Last edited by PM17E5 on Tue Aug 28, 2012 5:06 pm; edited 3 times in total

----------

## PM17E5

I guess I'll just have to sit this kernel out and see if the next one works?

----------

## PM17E5

Anyone have any ideas of where to start looking?

----------

## manny15

Check this out: https://bugs.gentoo.org/show_bug.cgi?id=428748

----------

## PM17E5

I tried to downgrade xorg-server to 1.12.3 but it still keeps giving me the same errors. I've since deleted my original screenshot and here is the newest one:

https://www.dropbox.com/s/yw0hcjyk5n3uvb2/2012-08-26%2015.11.12.jpg

Also, I have just tried this with gentoo-sources-3.5.2 with the same results as well. I'm still kind of skeptical that xorg-server would cause this.

----------

## PM17E5

*bump*

----------

## DirtyHairy

Does this happen during system startup, or while the system is running? Also, there is no proper trace in the kernel oops, have you activated framepointers in the kernel configuration (under "kernel hacking" in menuconfig, need "kernel debugging" enabled)?

EDIT: Just noticed your kernel configuration.
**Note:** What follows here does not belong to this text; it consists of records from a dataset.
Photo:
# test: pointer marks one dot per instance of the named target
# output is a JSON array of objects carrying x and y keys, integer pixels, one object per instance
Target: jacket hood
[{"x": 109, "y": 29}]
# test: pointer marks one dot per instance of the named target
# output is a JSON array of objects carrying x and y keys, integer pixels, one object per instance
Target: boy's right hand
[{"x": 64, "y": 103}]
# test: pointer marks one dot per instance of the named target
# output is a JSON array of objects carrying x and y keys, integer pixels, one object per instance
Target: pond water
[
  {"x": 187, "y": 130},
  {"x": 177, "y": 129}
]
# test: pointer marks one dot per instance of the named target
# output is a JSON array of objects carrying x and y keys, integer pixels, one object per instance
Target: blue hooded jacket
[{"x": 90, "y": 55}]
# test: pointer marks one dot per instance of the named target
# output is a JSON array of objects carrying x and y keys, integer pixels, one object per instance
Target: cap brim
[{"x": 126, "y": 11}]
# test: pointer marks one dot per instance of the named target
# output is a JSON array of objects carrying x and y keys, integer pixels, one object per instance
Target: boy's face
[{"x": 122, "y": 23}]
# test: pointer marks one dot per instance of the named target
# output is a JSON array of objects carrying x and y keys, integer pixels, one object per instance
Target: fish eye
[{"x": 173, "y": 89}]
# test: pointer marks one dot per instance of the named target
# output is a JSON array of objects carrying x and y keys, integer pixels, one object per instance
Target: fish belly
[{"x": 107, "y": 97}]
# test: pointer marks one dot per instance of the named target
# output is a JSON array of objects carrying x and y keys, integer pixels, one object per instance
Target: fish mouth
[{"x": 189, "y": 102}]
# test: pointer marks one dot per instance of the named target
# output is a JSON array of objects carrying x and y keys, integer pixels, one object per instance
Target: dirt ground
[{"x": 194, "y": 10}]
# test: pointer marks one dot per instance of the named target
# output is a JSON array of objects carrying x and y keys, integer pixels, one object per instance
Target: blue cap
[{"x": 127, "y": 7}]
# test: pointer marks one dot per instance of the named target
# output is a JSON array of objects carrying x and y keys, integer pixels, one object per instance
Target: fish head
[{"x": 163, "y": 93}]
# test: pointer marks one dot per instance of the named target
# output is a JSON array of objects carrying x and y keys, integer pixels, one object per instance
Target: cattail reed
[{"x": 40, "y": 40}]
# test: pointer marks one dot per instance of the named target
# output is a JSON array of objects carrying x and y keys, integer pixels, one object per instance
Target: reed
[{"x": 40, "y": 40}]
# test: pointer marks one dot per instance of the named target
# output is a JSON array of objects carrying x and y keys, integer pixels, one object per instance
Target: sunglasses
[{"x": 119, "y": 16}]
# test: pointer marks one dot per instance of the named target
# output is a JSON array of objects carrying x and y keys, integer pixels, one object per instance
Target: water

FRAME_POINTER is not enabled, please enable it and recompile the kernel in order to obtain a proper trace.

----------

## PM17E5

Thanks for that tip, I went to recompile the kernel with that enabled, and noticed it was just upgraded to 3.5.3. So I recompiled, rebooted, and everything worked  :Smile: . I'm guessing whatever bug it was, it existed from 3.5.0-3.5.2 but now it boots without problems.

----------